While our results are largely comparable to those of other surveys that also reported high turnout rates among the oldest-old (Dormagen & Michel, 2018; Fritzell et al., 2020; Mahler et al., 2014), the observed turnout rate is 7.3% points higher than in the official reporting for the persons aged 70 years and older in NRW for 2017 (84.6% vs. 77.3%) (Der Bundeswahlleiter, 2018). This hints at remaining bias in the sample. It has been shown that people who participate in elections are also more likely to participate in surveys. This observation helps to explain the biased results on turnout in surveys, and is especially relevant among the oldest-old (Dormagen & Michel, 2018; Schanze, 2019). In addition, the survey period was during the time of the election. Acute health problems among this age group might have simultaneously impeded voting and participation in the survey. Conducting proxy interviews and including institutionalised and cognitively impaired persons were suggested as potential strategies for reducing this bias (Schanze, 2019). These strategies were implemented in the NRW80+-sample and reduced the bias and the overestimation of turnout by 7.3% as our sensitivity analysis has shown. Even though proxy respondents might not always be able to give the exact answers, we considered it reasonable to include their answers in order to increase the representativity of the sample and reduce selection bias (Kaspar et al., 2022).

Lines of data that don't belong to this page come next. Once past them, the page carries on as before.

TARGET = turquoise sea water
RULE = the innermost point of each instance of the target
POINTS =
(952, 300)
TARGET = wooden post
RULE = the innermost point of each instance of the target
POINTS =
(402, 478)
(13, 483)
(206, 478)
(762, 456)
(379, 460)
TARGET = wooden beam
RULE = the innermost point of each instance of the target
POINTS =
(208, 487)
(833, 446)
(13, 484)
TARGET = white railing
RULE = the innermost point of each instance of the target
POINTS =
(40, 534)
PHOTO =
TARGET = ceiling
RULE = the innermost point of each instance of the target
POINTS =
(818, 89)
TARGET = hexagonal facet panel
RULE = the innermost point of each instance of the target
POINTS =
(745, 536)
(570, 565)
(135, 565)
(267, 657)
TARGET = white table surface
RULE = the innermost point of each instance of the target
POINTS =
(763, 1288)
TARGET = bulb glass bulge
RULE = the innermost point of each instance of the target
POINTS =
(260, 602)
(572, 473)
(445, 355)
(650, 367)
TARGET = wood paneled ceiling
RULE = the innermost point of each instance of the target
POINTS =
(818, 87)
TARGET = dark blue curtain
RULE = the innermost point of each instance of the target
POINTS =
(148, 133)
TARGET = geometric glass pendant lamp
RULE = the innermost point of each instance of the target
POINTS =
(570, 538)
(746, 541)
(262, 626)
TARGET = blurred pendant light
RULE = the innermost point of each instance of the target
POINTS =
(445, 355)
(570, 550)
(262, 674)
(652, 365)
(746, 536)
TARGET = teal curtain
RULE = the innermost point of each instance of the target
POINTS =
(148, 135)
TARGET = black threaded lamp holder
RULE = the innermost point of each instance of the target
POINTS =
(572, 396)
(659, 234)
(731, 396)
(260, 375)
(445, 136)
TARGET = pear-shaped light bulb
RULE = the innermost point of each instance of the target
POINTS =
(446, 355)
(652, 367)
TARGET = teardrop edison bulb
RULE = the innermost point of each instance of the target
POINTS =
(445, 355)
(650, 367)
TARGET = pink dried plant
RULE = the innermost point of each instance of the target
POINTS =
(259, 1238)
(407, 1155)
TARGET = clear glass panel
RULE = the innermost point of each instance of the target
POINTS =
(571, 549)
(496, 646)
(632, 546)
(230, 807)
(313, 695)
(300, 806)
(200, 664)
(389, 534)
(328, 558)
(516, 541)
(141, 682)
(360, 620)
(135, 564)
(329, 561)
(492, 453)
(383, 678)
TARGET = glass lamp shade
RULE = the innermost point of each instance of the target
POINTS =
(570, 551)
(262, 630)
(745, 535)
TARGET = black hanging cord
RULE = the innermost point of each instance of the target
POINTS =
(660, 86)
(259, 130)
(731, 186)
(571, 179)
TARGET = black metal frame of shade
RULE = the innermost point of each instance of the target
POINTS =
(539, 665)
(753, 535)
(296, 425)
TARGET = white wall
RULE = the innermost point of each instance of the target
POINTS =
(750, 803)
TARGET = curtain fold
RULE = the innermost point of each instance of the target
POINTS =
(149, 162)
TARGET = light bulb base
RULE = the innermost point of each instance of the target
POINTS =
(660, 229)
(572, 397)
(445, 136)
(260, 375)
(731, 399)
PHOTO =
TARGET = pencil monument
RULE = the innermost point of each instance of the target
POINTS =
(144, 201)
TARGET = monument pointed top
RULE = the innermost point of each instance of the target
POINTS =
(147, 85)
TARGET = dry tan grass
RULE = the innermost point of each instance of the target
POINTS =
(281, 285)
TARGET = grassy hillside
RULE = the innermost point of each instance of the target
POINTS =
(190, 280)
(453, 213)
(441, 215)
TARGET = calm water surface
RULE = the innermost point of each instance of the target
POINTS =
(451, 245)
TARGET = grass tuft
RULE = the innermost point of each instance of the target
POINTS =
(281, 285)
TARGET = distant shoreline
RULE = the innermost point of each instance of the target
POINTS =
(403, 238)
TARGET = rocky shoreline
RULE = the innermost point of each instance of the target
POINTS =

In addition to the risk of selection bias, it is well known that respondents tend to give socially desirable responses on their voting behaviour. The remaining difference of 7.3% between the observed turnout and the officially documented turnout is thus most likely due to the social desirability bias. This bias is well known to contribute to overestimates of turnout rates in surveys (Karp & Brockington, 2005). In addition, a fragmentary memory of the voting behaviour in the last election is a source of information bias that must be considered especially for persons with cognitive impairments. Compared to other surveys for which up to 30.0% differences between self-reported and documented turnout have been observed, the 7.3% difference that we found in our analysis is rather at the lower end (Mahler et al., 2014). Minor information bias might also be caused by persons who referred to the election in 2013 while their health status was inquired in 2017/18. However, among persons who reported their voting behaviour twice in our study (in the first wave for 2013 and in the second wave for 2017), only 14 out of 173 changed their voting behaviour. Results from sensitivity analysis excluding persons for whom voting behaviour in 2013 was used as a proxy did not change the results. Thus, voting behaviour seems to be rather constant over time in our sample and we therefore consider the voting decisions in 2013 an acceptable approximation of the voting behaviour in 2017.

To sum up, our analysis has shown that most of the oldest-old in Germany participate in elections. However, social and health inequalities lead to different levels of turnout. Older adults make up an increasing share of the electorate and all individuals in this age group who are willing and able to participate in elections should be given the necessary support to actually do so. Our results show that physical and cognitive health impairments are the major reasons why the oldest-old refrain from voting. At the same time, a relevant share of the oldest-old exert their right to vote even with health impairments – especially when they have a high educational status, developed the habituation to vote during their life course and are socially embedded. Thus, interventions to promote political participation in all educational groups during the life course and to reduce social isolation in old age also promotes equal political participation in old age.